String_Agg Not Behaving as Expected

STRING_AGG not behaving as expected

Yes, this is a Bug (tm), present in all versions of SQL Server 2017 (as of writing). It's fixed in Azure SQL Server and 2019 RC1. Specifically, the part in the optimizer that performs common subexpression elimination (ensuring that we don't calculate expressions more than necessary) improperly considers all expressions of the form STRING_AGG(x, <separator>) identical as long as x matches, no matter what <separator> is, and unifies these with the first calculated expression in the query.

One workaround is to make sure x does not match by performing some sort of (near-)identity transformation on it. Since we're dealing with strings, concatenating an empty one will do:

SELECT y, STRING_AGG(z, '+') AS STRING_AGG_PLUS, STRING_AGG('' + z, '-') AS STRING_AGG_MINUS
FROM (
    VALUES
        (1, 'a'),
        (1, 'b')
) x (y, z)
GROUP by y

SQL Server STRING_AGG function sorting is not working as expected

Firstly, I do agree that the behaviour you're getting shouldn't be happening, however, Stack Overflow isn't for reporting bugs with applications. For SQL Server, that should be done in their Azure Feedback portal.

As for resolving the issue, removing the redundant DISTINCT from your COUNT causes the problem to disappear. To implement a DISTINCT (either in a SELECT DISTINCT or a COUNT(DISTINCT {expression})) SQL Server needs to first sort the results as then it can easily remove any values that have the same sort position. As a result that sort is being expressed in your STRING_AGG expressions, even though they have an explicit ORDER BY clause.

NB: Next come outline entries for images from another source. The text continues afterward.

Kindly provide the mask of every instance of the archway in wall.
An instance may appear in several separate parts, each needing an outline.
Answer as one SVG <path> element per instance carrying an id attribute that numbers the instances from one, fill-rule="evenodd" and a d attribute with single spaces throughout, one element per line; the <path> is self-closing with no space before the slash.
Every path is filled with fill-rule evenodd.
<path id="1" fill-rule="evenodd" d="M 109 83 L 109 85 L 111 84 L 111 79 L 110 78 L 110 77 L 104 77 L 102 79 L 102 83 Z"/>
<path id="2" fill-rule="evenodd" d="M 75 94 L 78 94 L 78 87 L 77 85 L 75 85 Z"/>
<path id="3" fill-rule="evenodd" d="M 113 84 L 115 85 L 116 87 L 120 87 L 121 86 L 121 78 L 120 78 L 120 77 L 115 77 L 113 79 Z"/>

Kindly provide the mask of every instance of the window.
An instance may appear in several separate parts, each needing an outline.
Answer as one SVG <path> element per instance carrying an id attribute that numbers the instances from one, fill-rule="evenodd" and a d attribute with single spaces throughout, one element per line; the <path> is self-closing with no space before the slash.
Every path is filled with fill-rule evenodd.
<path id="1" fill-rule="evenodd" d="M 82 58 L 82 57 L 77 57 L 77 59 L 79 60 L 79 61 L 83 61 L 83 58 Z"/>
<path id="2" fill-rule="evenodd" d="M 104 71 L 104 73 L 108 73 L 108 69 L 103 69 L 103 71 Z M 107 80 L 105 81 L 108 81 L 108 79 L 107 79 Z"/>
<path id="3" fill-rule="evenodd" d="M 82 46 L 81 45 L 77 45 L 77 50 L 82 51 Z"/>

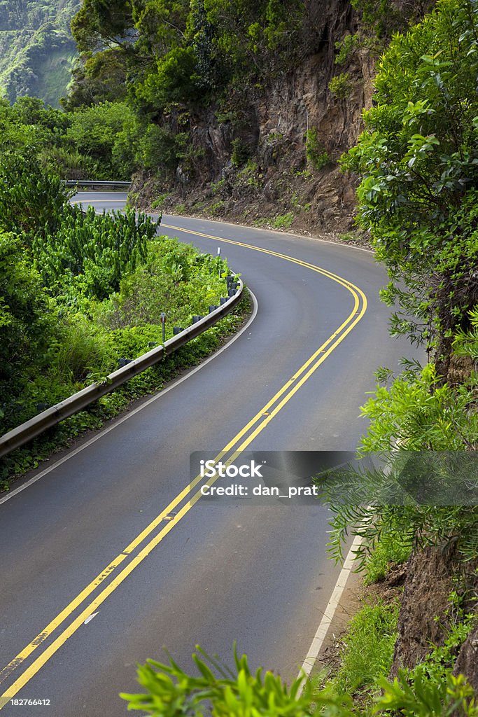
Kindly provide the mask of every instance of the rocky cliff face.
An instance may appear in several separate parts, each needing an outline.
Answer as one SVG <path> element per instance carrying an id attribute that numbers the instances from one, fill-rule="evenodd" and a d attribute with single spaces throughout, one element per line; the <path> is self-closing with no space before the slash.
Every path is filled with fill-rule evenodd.
<path id="1" fill-rule="evenodd" d="M 251 88 L 242 100 L 239 127 L 219 121 L 214 108 L 193 115 L 193 152 L 173 183 L 138 177 L 133 191 L 140 204 L 149 206 L 162 195 L 159 206 L 176 211 L 277 228 L 348 228 L 354 183 L 337 161 L 361 131 L 363 110 L 371 103 L 374 62 L 365 50 L 354 54 L 341 97 L 329 83 L 343 70 L 335 64 L 335 43 L 355 32 L 357 23 L 348 0 L 311 2 L 300 61 L 260 90 Z M 244 153 L 235 162 L 234 140 Z"/>

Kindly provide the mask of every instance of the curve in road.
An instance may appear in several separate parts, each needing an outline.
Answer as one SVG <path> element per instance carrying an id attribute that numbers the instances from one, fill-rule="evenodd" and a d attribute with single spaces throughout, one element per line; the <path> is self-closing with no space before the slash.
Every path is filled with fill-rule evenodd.
<path id="1" fill-rule="evenodd" d="M 163 645 L 188 663 L 196 642 L 227 659 L 236 639 L 253 667 L 293 678 L 335 584 L 323 506 L 201 500 L 188 458 L 353 449 L 374 368 L 405 348 L 388 336 L 384 275 L 355 249 L 164 220 L 201 250 L 224 247 L 257 317 L 233 348 L 1 506 L 7 713 L 24 695 L 50 701 L 35 715 L 125 713 L 118 692 L 135 691 L 135 663 Z"/>

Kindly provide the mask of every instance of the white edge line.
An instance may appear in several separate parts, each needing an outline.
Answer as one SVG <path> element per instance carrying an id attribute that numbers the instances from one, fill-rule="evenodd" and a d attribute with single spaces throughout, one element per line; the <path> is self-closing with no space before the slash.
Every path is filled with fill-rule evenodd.
<path id="1" fill-rule="evenodd" d="M 141 405 L 138 406 L 138 408 L 134 409 L 133 411 L 130 411 L 129 413 L 123 416 L 123 418 L 120 418 L 118 420 L 115 420 L 115 422 L 111 426 L 108 426 L 107 428 L 103 429 L 103 430 L 100 431 L 98 434 L 97 434 L 97 435 L 93 436 L 93 437 L 90 438 L 90 440 L 86 441 L 82 445 L 79 446 L 77 448 L 75 448 L 74 450 L 71 451 L 70 453 L 67 454 L 67 455 L 64 456 L 63 458 L 60 458 L 59 460 L 57 460 L 52 465 L 49 465 L 47 468 L 45 468 L 44 470 L 42 470 L 41 473 L 39 473 L 38 475 L 34 475 L 32 478 L 30 478 L 29 480 L 27 480 L 22 485 L 19 485 L 19 487 L 17 488 L 15 488 L 14 490 L 11 490 L 10 493 L 8 493 L 5 496 L 1 498 L 0 505 L 1 505 L 2 503 L 6 503 L 6 501 L 9 500 L 11 498 L 14 497 L 14 495 L 17 495 L 19 493 L 21 493 L 22 490 L 24 490 L 25 488 L 27 488 L 29 485 L 32 485 L 33 483 L 35 483 L 37 480 L 39 480 L 40 478 L 42 478 L 44 475 L 47 475 L 47 474 L 49 473 L 52 470 L 54 470 L 56 468 L 59 467 L 60 465 L 62 465 L 62 463 L 65 463 L 67 460 L 70 460 L 70 459 L 72 458 L 73 456 L 77 455 L 78 453 L 81 452 L 81 451 L 84 450 L 85 448 L 87 448 L 88 446 L 90 446 L 92 443 L 95 443 L 96 441 L 99 440 L 100 438 L 102 438 L 103 436 L 106 435 L 106 434 L 109 433 L 110 431 L 113 431 L 115 428 L 116 428 L 117 426 L 120 426 L 122 423 L 124 423 L 125 421 L 127 421 L 128 419 L 128 418 L 131 418 L 133 416 L 135 415 L 135 414 L 139 413 L 140 411 L 142 411 L 143 408 L 146 408 L 147 406 L 149 406 L 154 401 L 157 401 L 158 399 L 161 399 L 162 396 L 165 395 L 165 394 L 167 394 L 168 391 L 172 391 L 173 389 L 175 389 L 176 387 L 176 386 L 179 386 L 180 384 L 182 384 L 183 381 L 186 381 L 187 379 L 191 378 L 191 376 L 193 376 L 194 374 L 197 373 L 197 371 L 200 371 L 201 369 L 204 369 L 205 366 L 207 366 L 209 361 L 213 361 L 221 353 L 222 353 L 223 351 L 225 351 L 226 348 L 229 348 L 231 344 L 234 343 L 234 341 L 236 341 L 236 339 L 238 339 L 239 336 L 242 336 L 242 334 L 243 334 L 245 331 L 247 331 L 247 329 L 249 328 L 249 327 L 251 326 L 254 318 L 257 315 L 257 311 L 259 309 L 257 299 L 256 298 L 254 294 L 251 291 L 250 289 L 248 288 L 247 290 L 249 291 L 249 295 L 252 299 L 252 305 L 253 305 L 252 315 L 247 321 L 247 323 L 246 323 L 242 327 L 241 331 L 238 331 L 237 333 L 234 334 L 232 338 L 231 338 L 230 341 L 227 341 L 227 343 L 225 343 L 224 346 L 221 346 L 221 348 L 219 348 L 217 351 L 215 351 L 215 353 L 213 353 L 211 356 L 210 356 L 208 358 L 206 358 L 206 361 L 203 361 L 201 364 L 199 364 L 199 366 L 196 366 L 194 369 L 192 369 L 191 371 L 189 371 L 186 374 L 186 376 L 183 376 L 181 379 L 178 379 L 176 381 L 173 381 L 166 389 L 163 389 L 162 391 L 160 391 L 154 396 L 152 396 L 150 399 L 148 399 L 148 401 L 145 401 L 143 404 L 141 404 Z"/>
<path id="2" fill-rule="evenodd" d="M 350 546 L 350 549 L 349 550 L 347 557 L 345 558 L 342 570 L 340 571 L 339 576 L 337 579 L 335 587 L 332 592 L 332 595 L 330 596 L 330 599 L 329 600 L 327 607 L 325 608 L 325 612 L 324 612 L 322 618 L 320 620 L 319 627 L 317 628 L 317 632 L 312 641 L 312 644 L 309 647 L 307 656 L 302 663 L 302 668 L 300 668 L 300 671 L 298 675 L 298 678 L 302 679 L 302 683 L 297 691 L 297 698 L 299 698 L 302 694 L 305 681 L 310 677 L 310 673 L 317 662 L 317 658 L 319 656 L 319 652 L 322 649 L 322 646 L 324 644 L 325 637 L 327 637 L 329 627 L 332 624 L 334 615 L 335 614 L 335 612 L 338 607 L 340 598 L 342 597 L 342 594 L 347 584 L 347 581 L 350 573 L 352 572 L 352 565 L 355 559 L 356 549 L 361 542 L 362 536 L 355 536 Z"/>

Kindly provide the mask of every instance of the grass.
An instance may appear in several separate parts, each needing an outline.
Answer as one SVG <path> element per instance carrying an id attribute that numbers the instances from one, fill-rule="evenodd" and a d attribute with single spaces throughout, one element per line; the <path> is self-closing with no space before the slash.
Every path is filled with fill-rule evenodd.
<path id="1" fill-rule="evenodd" d="M 351 619 L 343 638 L 341 665 L 328 688 L 339 694 L 368 693 L 391 667 L 396 640 L 398 606 L 381 602 L 365 605 Z"/>
<path id="2" fill-rule="evenodd" d="M 290 229 L 295 219 L 292 212 L 287 212 L 287 214 L 279 214 L 272 221 L 274 229 Z"/>
<path id="3" fill-rule="evenodd" d="M 14 478 L 36 468 L 54 452 L 67 448 L 72 440 L 87 431 L 97 430 L 105 421 L 124 411 L 133 401 L 161 391 L 167 381 L 181 371 L 200 364 L 216 351 L 228 336 L 239 330 L 250 310 L 251 301 L 246 291 L 233 311 L 215 326 L 150 369 L 130 379 L 117 391 L 103 396 L 87 410 L 71 416 L 26 447 L 6 456 L 2 459 L 0 493 L 9 490 Z"/>
<path id="4" fill-rule="evenodd" d="M 392 564 L 405 563 L 410 557 L 411 546 L 408 543 L 401 542 L 395 538 L 378 543 L 365 569 L 364 583 L 371 585 L 385 579 Z"/>

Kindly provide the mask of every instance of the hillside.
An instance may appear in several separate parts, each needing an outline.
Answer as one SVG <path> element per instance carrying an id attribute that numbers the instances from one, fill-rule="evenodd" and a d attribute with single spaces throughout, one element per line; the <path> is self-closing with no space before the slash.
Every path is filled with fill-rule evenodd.
<path id="1" fill-rule="evenodd" d="M 80 0 L 0 2 L 0 89 L 59 106 L 76 57 L 70 23 Z"/>

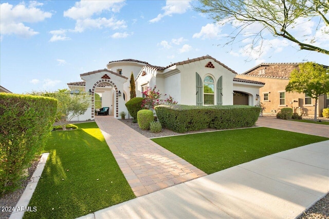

The reason I say your DISTINCT is redundant is because at that point in the query there will be no duplicate values of Manager for a given value of ClCode. This is because you already grouped on both Manager and ClCode in the subquery. If you run that query alone, you'll see that Manager doesn't have any duplicates:

WITH tbl AS
    (SELECT Id,
            ClCode,
            Manager,
            ChangeDate
     FROM (VALUES (1, '000005', 'Cierra Vega', '2017-10-05'),
                  (2, '000005', 'Alden Cantrell', '2017-11-29'),
                  (3, '000005', 'Alden Cantrell', '2017-11-30'),
                  (4, '000005', 'Kierra Gentry', '2018-09-05'),
                  (5, '000005', 'Kierra Gentry', '2018-09-12'),
                  (6, '000005', 'Pierre Cox', '2018-11-06'),
                  (7, '000005', 'Thomas Crane', '2019-09-11'),
                  (8, '000005', 'Thomas Crane', '2019-10-01'),
                  (9, '000005', 'Miranda Shaffer', '2020-04-27'),
                  (10, '000360', 'Bradyn Kramer', '2017-10-06')) t (Id, ClCode, Manager, ChangeDate) )
SELECT x.ClCode,
       x.[Manager],
       MIN(x.ChangeDate) AS [MinChangeDate]
FROM tbl x
GROUP BY x.ClCode,
         x.[Manager];

As such, the DISTINCT in the COUNT is just added overhead for the instance, as it's not required (SQL Server has already sorted the data for the GROUP BY so why ask it to sort it again?). If you Are using a DISTINCT in a query you've already aggregated, then you very likely don't need it.

Why is my ORDER BY in STRING_AGG not always working?

This appears to be a bug in the optimizer.

The optimizer, having realized that the join is a self-join, is transforming it into a window aggregate. It can do this despite STRING_AGG not being available as a window aggregate. The rule is called GenGbApplySimple, and allows a self-join to be converted to a window aggregate. There is nothing specifically wrong with this so far.

Plan

PasteThePlan

The problem is that the aggregation is over the wrong value. It is aggregating the outer value rather than the inner one.

If you give the two references different aliases, then a careful examination of the query plan reveals the bug.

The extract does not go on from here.